Majority in Spain Opposes Proposed Abortion Restrictions

In December 2013, Spain’s cabinet passed a draft bill that would make the country’s abortion statutes some of the most restrictive in Europe. President Mariano Rajoy, together with Minister of Justice Alberto Ruiz-Gallardón, splintered their party, the Partido Popular (PP), with their push to change the regulations in force since 2010, which allowed abortion upon request for the first 14 weeks of gestation. In February, a move to abandon the proposed changes to abortion access was narrowly defeated in Congress, where the legislation will now be subject to a general vote, according to the Guardian (UK).

Throughout 2013, the Spanish bishops’ conference (CEE) waged an all-out campaign urging for greater restrictions. The Spanish newspaper El País reported that religious and secular groups mobilized to protest the proposed law, which only allows abortion if there is a documented risk to the life or health of the woman, or in the case of rape. The documentation must come from two different doctors at two different health centers, and there would be a mandatory seven-day “reflection period.” “This law will take Spanish women back to dictatorship times when we needed the consent of our fathers or husbands to do anything,” said lawyer Maria Alvarez at a protest against the legislation.

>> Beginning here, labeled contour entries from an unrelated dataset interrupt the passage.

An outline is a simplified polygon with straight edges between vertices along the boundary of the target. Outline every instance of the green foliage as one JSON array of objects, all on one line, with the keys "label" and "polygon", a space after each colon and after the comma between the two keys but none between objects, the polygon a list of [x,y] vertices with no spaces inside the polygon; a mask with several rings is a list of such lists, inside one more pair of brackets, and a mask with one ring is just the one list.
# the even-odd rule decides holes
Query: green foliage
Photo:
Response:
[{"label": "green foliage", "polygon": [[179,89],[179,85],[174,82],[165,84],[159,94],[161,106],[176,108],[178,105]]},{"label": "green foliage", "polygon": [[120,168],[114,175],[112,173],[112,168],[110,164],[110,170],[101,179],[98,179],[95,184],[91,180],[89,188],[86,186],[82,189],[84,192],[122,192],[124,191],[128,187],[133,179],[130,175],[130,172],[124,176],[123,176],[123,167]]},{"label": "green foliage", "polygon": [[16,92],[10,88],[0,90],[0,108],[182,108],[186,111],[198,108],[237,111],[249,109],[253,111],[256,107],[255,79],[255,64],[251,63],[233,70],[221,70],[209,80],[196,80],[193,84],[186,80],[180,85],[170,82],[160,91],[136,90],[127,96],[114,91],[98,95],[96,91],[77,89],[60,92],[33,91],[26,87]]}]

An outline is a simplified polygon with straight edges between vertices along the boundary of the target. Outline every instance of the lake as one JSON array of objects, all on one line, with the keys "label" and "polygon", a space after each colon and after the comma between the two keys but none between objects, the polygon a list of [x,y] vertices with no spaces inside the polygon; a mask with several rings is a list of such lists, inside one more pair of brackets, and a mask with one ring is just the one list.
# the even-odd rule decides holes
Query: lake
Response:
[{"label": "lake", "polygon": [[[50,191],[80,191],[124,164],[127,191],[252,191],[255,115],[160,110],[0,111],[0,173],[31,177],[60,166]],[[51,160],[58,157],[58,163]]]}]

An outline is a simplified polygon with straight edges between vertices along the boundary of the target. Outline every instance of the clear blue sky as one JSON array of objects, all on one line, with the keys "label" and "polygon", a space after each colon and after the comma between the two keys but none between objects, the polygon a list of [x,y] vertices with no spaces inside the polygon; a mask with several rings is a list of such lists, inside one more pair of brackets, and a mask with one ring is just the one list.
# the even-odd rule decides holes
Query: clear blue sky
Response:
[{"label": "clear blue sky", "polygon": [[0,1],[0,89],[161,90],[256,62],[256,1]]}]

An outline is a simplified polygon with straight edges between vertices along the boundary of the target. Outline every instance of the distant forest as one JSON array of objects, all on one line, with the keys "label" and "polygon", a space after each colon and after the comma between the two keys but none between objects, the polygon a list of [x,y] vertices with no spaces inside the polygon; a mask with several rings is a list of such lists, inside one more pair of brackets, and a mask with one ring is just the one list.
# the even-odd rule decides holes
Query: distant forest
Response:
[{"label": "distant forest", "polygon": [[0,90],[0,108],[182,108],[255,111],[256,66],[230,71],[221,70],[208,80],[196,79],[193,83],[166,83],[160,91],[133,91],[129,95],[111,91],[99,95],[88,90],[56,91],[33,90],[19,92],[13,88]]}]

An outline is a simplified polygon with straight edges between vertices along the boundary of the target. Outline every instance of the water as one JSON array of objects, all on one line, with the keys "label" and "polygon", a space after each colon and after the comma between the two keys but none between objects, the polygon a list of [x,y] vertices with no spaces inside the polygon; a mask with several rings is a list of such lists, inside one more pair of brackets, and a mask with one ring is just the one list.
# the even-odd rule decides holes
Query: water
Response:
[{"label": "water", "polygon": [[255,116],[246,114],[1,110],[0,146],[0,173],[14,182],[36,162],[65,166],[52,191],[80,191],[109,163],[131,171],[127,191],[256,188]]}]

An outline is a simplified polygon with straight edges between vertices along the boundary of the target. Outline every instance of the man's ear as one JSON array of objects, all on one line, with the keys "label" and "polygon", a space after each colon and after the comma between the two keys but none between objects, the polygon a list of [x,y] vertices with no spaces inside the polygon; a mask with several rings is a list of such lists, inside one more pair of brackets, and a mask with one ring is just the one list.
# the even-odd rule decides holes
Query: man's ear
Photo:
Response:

The Asociación de Clínicas Acreditadas para la Interrupción del Embarazo, the umbrella organization for most abortion clinics in Spain, calculated that more than 90 percent of abortions would not be allowed. Esteban Beltrán, a director at Amnesty International Spain, said that the legislation “would disproportionately affect young and poor women as they don’t have the necessary means to travel abroad” to access abortion.

Polls conducted by El País found that 78 percent of Spaniards did not think the new abortion bill was necessary, and 86 percent of respondents believed that women had a right to decide whether or not to terminate a pregnancy. Andalusia and Catalonia, the two most populous regions, are appealing to the Justice Ministry for a complete repeal of the bill.